Remember, one of the rules when it comes to technology is Moore’s law, that the computing power that can fit on a microchip doubles just under every two years. If this trend holds true, as it has for the past several decades, Australia’s Force 2030 will be operating in a world in which our information technology will be a billion times more powerful than today. Notably, this isn’t an amorphous “billion”, as Dr Evil would pontificate in the movie Austin Powers, but literally taking the power of our current computers multiplying it by 1,000,000,000. But imagine if that law doesn’t hold true, and Moore’s Law works out at only a hundredth of its past pace. Then the computers that power robots in the era of Force 2030 will only be a mere 1,000,000 times more powerful.
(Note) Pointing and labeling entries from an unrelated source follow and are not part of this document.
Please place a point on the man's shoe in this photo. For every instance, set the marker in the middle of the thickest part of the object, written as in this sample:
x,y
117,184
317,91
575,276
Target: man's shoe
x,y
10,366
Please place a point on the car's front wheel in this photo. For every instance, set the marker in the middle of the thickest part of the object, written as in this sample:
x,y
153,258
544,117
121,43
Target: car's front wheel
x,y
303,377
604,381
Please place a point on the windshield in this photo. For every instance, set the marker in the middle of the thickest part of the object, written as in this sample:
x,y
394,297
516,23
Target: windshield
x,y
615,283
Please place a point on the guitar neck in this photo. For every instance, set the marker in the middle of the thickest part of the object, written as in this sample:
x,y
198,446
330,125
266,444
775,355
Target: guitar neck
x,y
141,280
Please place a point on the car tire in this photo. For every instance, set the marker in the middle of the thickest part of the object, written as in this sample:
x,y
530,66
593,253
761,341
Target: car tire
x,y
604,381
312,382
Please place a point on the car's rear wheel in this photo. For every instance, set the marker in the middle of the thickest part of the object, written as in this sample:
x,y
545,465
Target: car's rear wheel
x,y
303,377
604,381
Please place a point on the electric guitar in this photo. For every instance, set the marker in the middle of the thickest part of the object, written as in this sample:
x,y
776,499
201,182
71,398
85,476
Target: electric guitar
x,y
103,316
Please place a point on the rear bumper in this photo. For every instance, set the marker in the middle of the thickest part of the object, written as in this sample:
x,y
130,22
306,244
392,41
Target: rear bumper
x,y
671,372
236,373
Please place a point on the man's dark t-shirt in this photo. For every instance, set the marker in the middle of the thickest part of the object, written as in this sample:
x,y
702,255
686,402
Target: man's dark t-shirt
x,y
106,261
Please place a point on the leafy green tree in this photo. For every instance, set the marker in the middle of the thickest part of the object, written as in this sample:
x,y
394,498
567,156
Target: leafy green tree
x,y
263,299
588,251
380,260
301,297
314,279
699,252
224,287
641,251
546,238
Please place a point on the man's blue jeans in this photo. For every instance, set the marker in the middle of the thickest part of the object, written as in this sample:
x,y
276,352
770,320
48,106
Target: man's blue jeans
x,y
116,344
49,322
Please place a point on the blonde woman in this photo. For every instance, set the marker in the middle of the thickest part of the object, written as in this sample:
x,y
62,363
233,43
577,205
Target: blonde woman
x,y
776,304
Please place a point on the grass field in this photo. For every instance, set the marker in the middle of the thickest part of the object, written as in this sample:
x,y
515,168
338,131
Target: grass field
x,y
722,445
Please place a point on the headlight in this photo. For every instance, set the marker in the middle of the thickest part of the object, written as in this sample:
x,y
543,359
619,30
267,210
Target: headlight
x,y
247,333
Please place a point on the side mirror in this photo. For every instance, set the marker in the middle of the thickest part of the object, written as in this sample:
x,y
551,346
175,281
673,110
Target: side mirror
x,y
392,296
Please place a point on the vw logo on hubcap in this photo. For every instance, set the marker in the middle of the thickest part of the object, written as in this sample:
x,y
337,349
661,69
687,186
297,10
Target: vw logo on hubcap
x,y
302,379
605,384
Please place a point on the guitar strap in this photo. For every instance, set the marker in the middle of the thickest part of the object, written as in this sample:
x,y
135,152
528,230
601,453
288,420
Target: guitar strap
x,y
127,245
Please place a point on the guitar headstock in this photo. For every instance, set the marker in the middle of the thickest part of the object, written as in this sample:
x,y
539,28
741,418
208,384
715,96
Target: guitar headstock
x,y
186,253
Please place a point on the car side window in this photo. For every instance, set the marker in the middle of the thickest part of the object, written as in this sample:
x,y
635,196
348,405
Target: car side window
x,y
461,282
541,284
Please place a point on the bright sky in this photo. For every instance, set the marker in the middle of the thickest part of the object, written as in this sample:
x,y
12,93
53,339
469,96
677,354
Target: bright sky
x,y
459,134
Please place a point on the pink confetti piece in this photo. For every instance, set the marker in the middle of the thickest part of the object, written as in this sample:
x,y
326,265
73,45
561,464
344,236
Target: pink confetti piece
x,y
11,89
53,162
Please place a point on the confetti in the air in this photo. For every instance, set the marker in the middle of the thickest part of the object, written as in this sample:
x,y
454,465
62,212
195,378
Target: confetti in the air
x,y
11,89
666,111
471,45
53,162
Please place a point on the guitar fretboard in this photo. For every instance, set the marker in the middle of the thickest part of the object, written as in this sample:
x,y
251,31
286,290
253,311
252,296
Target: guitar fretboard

This revolution is by no means an American-only affair. There are 43 countries working on military robotics today, from Britain and Japan to China, India, Russia, Pakistan, and Iran. And yes, Australia is entering the robotics revolution as well, from the Brisbane airport breaking ground on a robotic drone facility to the UAV Challenge — Outback Rescue, in which robots built by Australian high school and college students will compete to find a lost bush walker in the vast outback.
Yet, it is interesting that in a white paper that plans a force out to the year 2030, this amazing revolution of unmanned systems gets short shrift. Other than a discussion of buying a mere seven high-altitude drones, to supplement the manned maritime patrol aircraft, (essentially talking about Australia one day buying the capabilities of the US Air Force’s Global Hawk type drone, a remarkable system, but one which is already almost 10 years old), this revolution isn’t mentioned. For example, there is no discussion of mixing into the force the current or next generation of drones used in reconnaissance and air strike missions (like the Predator class), which generals in Afghanistan and Iraq describe as their most valuable of all weapons used today, and which are already at the prototype stage for stealthy, longer-range versions. By comparison, the centerpiece of the plan in the air is the commitment to buy 100 F-35 Joint Strike Fighters. This is a worthy manned plane, but one that was conceived in the 1980s, is still not ready for deployment, with Australia not to receive the last planned lot of until the mid-2020s.
I am no Pollyanna on robotics. Indeed, my new book is as much about how our new machines offer incredible, near science fiction-like capabilities, but they also bring in terrible new quandaries. They can strike further and faster at less risk, but in doing so, they also threaten to make war more likely (something we may be seeing now with the drone strikes into Pakistan) and diffuse accountability.
Rather my essential point is this: in planning for the future, we should not ignore the technological trends that are already in action. If we were back in 1909, planning for Force 1930, it would be a shame only to talk about the horse cavalry, and not take notice also of the machine-gun or aeroplane.